I was, as I later heard Lucy said of me on that first day, "still wet behind the ears", and could not possibly know enough to tell her how to do her job. I couldn't really argue much. I was twenty-six and she was forty-seven. I was a self-taught machinist and I'd never worked in a factory. She'd worked in aircraft parts for twenty-two years.

All my experience, what little there was of it, was gained in my uncle's tool shop. I'd started working there on weekends when I was sixteen. Like many young men in the 1960's, I was drafted into the Army three months after I graduated from high school. I went through Basic Training in Ft. Polk, Louisiana and was certain that like most draftees, I was headed for Advanced Infantry Training and then to Vietnam. Either because of my technical background, or more probably, some bureaucratic error on the Army's part, they sent me to school to be a vehicle mechanic.
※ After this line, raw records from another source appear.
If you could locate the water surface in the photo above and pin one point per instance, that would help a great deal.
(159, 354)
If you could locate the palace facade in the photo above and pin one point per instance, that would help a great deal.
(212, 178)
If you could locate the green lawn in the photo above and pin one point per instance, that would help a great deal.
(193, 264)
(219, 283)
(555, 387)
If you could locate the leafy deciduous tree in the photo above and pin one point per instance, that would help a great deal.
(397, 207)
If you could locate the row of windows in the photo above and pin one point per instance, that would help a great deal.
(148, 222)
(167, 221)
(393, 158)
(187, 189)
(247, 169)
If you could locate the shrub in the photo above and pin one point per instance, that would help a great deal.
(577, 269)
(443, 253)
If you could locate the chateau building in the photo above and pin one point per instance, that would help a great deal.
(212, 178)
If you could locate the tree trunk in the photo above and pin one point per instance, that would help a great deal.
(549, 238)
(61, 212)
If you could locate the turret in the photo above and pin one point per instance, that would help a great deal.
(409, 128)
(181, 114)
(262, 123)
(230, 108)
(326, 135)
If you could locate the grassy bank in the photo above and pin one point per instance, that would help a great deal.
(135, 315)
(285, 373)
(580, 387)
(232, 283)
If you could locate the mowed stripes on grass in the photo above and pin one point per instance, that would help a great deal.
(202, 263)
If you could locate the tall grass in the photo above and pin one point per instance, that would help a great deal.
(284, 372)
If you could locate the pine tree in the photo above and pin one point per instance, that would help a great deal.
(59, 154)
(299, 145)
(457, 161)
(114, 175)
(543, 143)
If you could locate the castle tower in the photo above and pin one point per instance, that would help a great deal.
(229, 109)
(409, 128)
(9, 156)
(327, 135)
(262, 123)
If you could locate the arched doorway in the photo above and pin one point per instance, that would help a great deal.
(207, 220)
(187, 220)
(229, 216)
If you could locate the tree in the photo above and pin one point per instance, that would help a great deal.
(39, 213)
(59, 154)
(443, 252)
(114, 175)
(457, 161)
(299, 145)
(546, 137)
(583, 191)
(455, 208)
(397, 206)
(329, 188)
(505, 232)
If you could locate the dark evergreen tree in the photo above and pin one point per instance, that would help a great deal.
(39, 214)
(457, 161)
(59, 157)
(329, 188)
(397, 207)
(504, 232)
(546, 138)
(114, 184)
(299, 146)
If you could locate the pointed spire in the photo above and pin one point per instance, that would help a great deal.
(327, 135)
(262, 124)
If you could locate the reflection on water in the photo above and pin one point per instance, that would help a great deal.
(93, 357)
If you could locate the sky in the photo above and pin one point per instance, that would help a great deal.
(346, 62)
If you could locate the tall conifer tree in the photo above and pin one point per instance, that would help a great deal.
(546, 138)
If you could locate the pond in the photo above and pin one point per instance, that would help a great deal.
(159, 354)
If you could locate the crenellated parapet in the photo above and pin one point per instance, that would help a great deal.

I ended up doing a year in Korea in an Infantry Company Motor Pool before being discharged.

After the Army let me go, I worked for my uncle for almost six years. He turned sixty-five in 1974, decided to retire, and couldn't find anyone with enough money to buy the business outright. He sold off the equipment a piece at a time and finally sold the building. Grant Tooling was only the fading, painted name over the door of the old brick building and the fading memory in all the former employees, most of who were at retirement age anyway.

I was out of a job, and needed one badly. I had a car payment to make, rent to pay, and thought it would be nice if I could eat once in a while as well. The city unemployment office sent me to Pelligro to apply for a foreman's job. I wasn't sure what that would entail, but it would be better than moving back in with my mom and dad.
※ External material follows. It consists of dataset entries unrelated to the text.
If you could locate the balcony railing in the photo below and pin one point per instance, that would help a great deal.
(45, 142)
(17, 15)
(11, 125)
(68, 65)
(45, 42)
After a lengthy interview with the Personnel Manager, and a tour of the facility, I left without much hope. He'd asked if I'd ever managed people before, and I figured my answer of "I was a squad leader for a short time in the Army" killed my chances. I was surprised by the phone call a week later telling me I'd gotten the job as second shift foreman in the aircraft parts department. I was to start on the first of the month as long as I could pass the mandatory physical. My salary would be a little over nine thousand a year, I'd have health insurance, and I'd get overtime pay if I worked on the weekends.
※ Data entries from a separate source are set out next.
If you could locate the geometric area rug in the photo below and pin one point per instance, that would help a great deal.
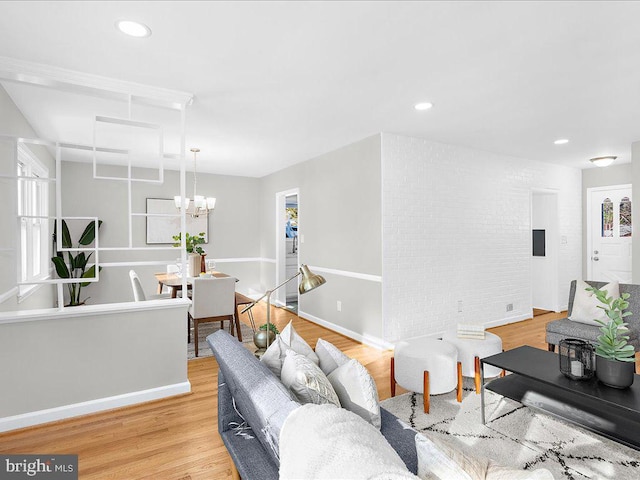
(517, 436)
(206, 329)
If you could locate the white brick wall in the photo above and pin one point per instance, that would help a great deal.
(457, 226)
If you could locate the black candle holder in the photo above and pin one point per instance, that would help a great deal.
(577, 359)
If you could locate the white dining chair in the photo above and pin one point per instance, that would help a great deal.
(138, 291)
(213, 299)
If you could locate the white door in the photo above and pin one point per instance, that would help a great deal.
(610, 225)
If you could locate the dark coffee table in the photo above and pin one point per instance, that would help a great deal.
(536, 381)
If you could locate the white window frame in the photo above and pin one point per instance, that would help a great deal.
(33, 210)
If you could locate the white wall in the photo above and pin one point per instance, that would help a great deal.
(339, 218)
(457, 227)
(544, 270)
(59, 364)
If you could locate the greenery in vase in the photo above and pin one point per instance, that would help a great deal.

Jack, the first shift foreman, stayed over and walked me around the aircraft parts department to introduce me to all six of the workers. I was more than a little surprised to find all but one were women and those women were all in their late forties to early sixties. I was going to be supervising a bunch of women at least old enough to be my mother, and a couple were as old as my grandmother. The lone man ran only one special lathe job because as Jack put it, "he's the only one who's ever been able to do it right."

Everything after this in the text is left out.